Advanced Structural Technologies to Deliver Parts for SpaceX's Starlink Satellites
Oxnard, Calif. - Elon Musk’s SpaceX Starlink system will be a constellation of communication satellites that are designed to provide high-speed broadband internet access around the entire globe. The project is slated for a 2020 launch of operations in a limited capacity. The goal of the system is to provide affordable internet access globally, especially to mid to low-population (rural) areas that have never had access to the internet before.

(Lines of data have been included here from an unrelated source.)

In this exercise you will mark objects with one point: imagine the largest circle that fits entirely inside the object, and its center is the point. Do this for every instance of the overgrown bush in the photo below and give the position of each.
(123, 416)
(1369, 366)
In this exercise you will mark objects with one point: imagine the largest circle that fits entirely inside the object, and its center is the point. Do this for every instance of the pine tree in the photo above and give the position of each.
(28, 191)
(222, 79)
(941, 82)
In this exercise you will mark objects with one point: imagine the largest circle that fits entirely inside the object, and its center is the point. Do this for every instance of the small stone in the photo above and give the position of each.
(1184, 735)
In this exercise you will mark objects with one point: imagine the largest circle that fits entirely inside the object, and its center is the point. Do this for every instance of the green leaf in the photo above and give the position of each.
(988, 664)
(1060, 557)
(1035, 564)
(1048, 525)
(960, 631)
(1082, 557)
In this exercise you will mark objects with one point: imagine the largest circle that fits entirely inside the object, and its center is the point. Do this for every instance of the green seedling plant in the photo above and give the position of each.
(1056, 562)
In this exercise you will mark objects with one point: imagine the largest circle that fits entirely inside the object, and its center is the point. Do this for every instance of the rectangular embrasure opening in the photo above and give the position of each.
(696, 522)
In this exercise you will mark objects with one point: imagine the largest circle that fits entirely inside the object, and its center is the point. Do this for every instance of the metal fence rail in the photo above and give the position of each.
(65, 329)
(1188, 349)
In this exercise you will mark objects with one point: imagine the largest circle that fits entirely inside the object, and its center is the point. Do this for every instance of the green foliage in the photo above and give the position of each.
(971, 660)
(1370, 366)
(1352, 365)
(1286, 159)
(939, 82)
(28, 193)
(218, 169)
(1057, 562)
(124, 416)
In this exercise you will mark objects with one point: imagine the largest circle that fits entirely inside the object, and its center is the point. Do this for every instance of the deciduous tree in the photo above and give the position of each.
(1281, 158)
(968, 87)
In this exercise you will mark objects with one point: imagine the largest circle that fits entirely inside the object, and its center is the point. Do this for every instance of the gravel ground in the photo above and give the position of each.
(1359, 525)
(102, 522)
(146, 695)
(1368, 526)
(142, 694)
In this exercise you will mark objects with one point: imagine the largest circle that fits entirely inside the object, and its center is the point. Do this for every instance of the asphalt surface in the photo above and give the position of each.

Advanced Structural Technologies is proud to announce that the company will be providing pre-form cylinder liners that will be used in the fueling of both the rocket and the micro-satellites for the project.
The project follows in the footsteps of SpaceX’s first ever partner, Iridium, also a satellite telecommunications company. However, Iridium only has a fleet of 81 (75 for orbit, the rest as back-ups) satellites, whereas SpaceX plans to launch 12,000 for their satellite constellation, making SpaceX’s endeavor the largest planned constellation in history. In February 2018, the company launched two Microsat-2 test satellites for the constellation, dubbed Tintin A and Tintin B. They are the first two of the FCC-approved 4,425 satellites to be launched and SpaceX has granted authority by the FCC to use frequencies in the Ka (20/30 GHz) and Ku (11/14 GHz) bands to provide global Internet connectivity. SpaceX has six years to launch half of it’s first 4,425 planned satellites, or face a freeze on the number of satellites they’re allowed to launch into low-Earth orbit. In total, SpaceX will have nine years to launch all of the satellites into their low-earth, non-geostationary orbits. Furthermore, concern from NASA and the FCC about the sheer number of satellites to be launched placed a strict deorbiting regulation upon SpaceX, asking for over 90% reliability of being able to deorbit the satellites. SpaceX responded to the concern, noting that the satellites would be deorbited within a year of completion of their mission. The regulation was placed upon them due to the growing concerns about space trash; the dead satellites, abandoned rocket bodies and other debris (including live satellites) that surround our planet. Currently, there are an estimated 500,000 or so smaller orbital debris (between one and 10 centimeters in diameter) and about 21,000 larger pieces (larger than 10 centimeters) spinning around Earth, according to NASA’s Orbital Debris Program Office. 4,256 of these objects are human-made satellites orbiting the Earth, of which about 1,149 are still working. Most of these are fairly small, ranging from tiny CubeSats that are only four inches on each side to communications satellites that can be over 100 feet long.
While final design is unknown, SpaceX has released (via the FCC) details of its test units launched in February. The following was stated by SpaceX about the test units, according to their FCC application:
“The primary structure for the Microsat-2a and -2b test spacecraft will be a box design measuring 1.1m x 0.7m x 0.7m (3.6ft x 2.3ft x 2.3ft) and carries the spacecraft flight computer, power system components, attitude determination and control components, propulsion components, GPS receiver, and broadband, telemetry, and command receivers and transmitters. The primary bus is mounted on the payload truss system, which also carries communications panels, inter-satellite optical link transmitters and receivers, star trackers, and a telemetry antenna. There are two 2x8 meter (6.56ft x 26.24ft) solar panels. Each demonstration spacecraft has a total mass of approximately 400kg (881.849 lbs). The attitude of each spacecraft is 3-axis stabilized, and is dynamically controlled over each orbit to maintain attitude position for two pointing modes of operation: broadband antenna (antennas to nadir for testing) and solar array (solar arrays facing sun for charging). Power is provided by solar panels designed to deliver sufficient power at the predicted end of spacecraft life to not impair any test objectives. The Thermal Control System ensures that components are kept within operational temperature ranges.” The satellites are said to have an operational lifespan of between five to seven years.